Rails and Rebound

td873

C is for Cookie
Silver Member
I have noticed that some GCs have "bouncier" rails than others? In particular, the GCs here in Dallas, Texas have about 1/2 the rebound as the ones used in Amsterdam billiards in NY.

Does anyone have any insight as to the why this would happen? Does Brunswick have different rail rubber options? Or is there a possibility that the rails were upgraded?

Lastly, as a practical matter, is there a standard for how much rebound is the "right" amount?

Thanks,

-td
 
WPA rules state the following:

****
8. Cushion Rubber
Table cushions should influence the speed of the table such that with placement of a ball on the head spot, shooting through the foot spot, using center ball english, with a level cue and firm stroke, the ball must travel a minimum of 4 to 4 ½ lengths of the table without jumping.
******

Now then, is that a 9' table, or a 7' table? Whose firm stroke, and what type of cloth?

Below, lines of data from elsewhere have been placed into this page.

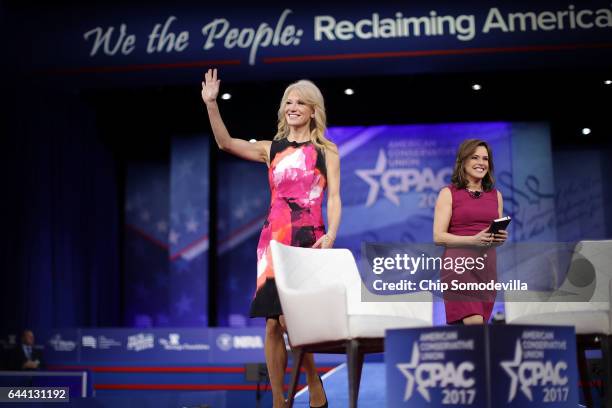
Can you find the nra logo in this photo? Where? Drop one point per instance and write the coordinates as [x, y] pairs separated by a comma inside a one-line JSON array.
[[227, 342]]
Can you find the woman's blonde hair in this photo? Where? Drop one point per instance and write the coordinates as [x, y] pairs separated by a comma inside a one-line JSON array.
[[311, 95]]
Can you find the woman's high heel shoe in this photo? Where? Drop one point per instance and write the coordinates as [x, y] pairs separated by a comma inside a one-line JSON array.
[[325, 395]]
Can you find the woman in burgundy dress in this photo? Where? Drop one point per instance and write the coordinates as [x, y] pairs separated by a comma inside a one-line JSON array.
[[302, 164], [464, 211]]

I have tried this on a Gold Crown, and my break shot goes 4.5 lengths, but a "firm stroke", no way.
 
I think any "firm stroke" will do until it meets the requirement of non-jumping ball. So your break stroke fits nice unless the cueball jumps.

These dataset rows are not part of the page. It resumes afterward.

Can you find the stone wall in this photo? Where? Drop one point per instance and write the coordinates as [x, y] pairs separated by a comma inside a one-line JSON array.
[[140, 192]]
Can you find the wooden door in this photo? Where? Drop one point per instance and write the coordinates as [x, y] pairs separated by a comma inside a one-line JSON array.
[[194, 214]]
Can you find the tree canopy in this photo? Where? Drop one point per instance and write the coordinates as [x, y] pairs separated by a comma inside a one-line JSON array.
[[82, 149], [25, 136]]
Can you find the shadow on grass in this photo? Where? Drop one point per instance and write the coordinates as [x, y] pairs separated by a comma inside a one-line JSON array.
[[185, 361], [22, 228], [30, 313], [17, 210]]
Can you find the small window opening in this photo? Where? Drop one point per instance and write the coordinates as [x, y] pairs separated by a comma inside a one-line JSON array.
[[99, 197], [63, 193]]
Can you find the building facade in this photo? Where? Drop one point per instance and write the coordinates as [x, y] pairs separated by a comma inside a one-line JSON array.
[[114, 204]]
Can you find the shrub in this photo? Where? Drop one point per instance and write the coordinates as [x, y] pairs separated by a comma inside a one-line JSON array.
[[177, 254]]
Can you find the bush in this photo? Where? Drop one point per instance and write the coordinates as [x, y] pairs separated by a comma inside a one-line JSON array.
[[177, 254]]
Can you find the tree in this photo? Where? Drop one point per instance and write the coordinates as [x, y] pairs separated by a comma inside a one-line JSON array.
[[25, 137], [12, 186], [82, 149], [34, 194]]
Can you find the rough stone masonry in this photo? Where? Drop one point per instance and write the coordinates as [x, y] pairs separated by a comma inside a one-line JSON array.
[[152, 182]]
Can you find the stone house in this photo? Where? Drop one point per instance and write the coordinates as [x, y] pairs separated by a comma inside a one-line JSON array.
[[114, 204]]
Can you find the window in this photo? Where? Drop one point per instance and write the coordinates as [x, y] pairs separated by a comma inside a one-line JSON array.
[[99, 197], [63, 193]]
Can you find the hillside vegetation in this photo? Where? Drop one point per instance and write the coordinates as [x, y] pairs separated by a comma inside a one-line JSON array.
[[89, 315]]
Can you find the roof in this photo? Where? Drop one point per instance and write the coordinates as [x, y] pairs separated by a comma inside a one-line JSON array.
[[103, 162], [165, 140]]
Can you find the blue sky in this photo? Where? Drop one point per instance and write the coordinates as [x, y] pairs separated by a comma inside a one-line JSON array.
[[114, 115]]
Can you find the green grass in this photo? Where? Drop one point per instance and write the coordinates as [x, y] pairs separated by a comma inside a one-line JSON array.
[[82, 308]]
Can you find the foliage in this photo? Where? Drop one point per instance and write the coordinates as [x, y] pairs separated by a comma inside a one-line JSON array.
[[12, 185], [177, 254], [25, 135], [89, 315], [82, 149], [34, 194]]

Of course it is said about 9-footer, official tournament size.

Cloth issue is an interesting one, Gorina from IPT must behave different from Simonis 760. Or Simonis 300 (3-cushion) :)
 
Amsterdam may have changed their cushions or possibly they are new or newer. Maybe the Texas tables have loose rails or they are set too high. Could be a variety of reasons the tables play differently. Call Amsterdam and ask about theirs.
One thing I notice thruout AZ is a lot of people get wrapped up in "rules" which vary among organizations but are not the sole solution to playability of a table.